7.3 User Navigation: The PageRank Proxy
We have developed a web proxy application that annotates each link that a user sees with its PageRank. This is quite useful, because users receive some information about the link before they click on it. In Figure 7 is a screen shot from the proxy. The length of the red bars is the log of the URL's PageRank. We can see that major organizations, like Stanford University, receive a very high ranking followed by research groups, and then people, with professors at the high end of the people scale. Also notice ACM has a very high PageRank, but not as high as Stanford University. Interestingly, this PageRank annotated view of the page makes an incorrect URL for one of the professors glaringly obvious since the professor has an embarrassingly low PageRank. Consequently this tool seems useful for authoring pages as well as navigation. This proxy is very helpful for looking at the results from other search engines, and pages with large numbers of links such as Yahoo's listings. The proxy can help users decide which links in a long listing are more likely to be interesting. Or, if the user has some idea where the link they are looking for should fall in the "importance" spectrum, they should be able to scan for it much more quickly using the proxy.
7.4 Other Uses of PageRank
The original goal of PageRank was a way to sort backlinks so if there were a large number of backlinks for a document, the "best" backlinks could be displayed first. We have implemented such a system. It turns out this view of the backlinks ordered by PageRank can be very interesting when trying to understand your competition. For example, the people who run a news site always want to keep track of any significant backlinks the competition has managed to get. Also, PageRank can help the user decide if a site is trustworthy or not. For example, a user might be inclined to trust information that is directly cited from the Stanford homepage.
8 Conclusion
In this paper, we have taken on the audacious task of condensing every page on the World Wide Web into a single number, its PageRank. PageRank is a global ranking of all web pages, regardless of their content, based solely on their location in the Web's graph structure.

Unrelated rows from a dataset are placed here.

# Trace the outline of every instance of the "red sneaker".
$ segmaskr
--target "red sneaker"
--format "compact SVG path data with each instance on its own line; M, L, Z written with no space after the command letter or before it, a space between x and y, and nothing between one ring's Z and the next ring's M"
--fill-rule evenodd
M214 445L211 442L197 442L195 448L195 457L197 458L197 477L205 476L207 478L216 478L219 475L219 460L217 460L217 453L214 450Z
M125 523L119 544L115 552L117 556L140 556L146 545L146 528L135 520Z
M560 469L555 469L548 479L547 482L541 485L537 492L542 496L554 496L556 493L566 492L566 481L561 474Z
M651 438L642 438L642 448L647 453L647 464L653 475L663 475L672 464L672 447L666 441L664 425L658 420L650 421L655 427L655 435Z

Using PageRank, we are able to order search results so that more important and central Web pages are given preference. In experiments, this turns out to provide higher quality search results to users. Th intuition behind PageRank is that it uses information which is external to the Web pages themselves - their backlinks, which provide a kind of peer review. Furthermore, backlinks from "important" pages are more significant than backlinks from average pages. This is encompassed in the recursive definition of PageRank (Section 2.4).
PageRank could be used to separate out a small set of commonly used documents which can answer most queries. The full database only needs to be consulted when the small database is not adequate to answer a query. Finally, PageRank may be a good way to help find representative pages to display for a cluster center.
We have found a number of applications for PageRank in addition to search which include traffic estimation, and user navigation. Also, we can generate personalized PageRanks which can create a view of Web from a particular perspective.
Overall, our experiments with PageRank suggest that the structure of the Web graph is very useful for a variety of information retrieval tasks.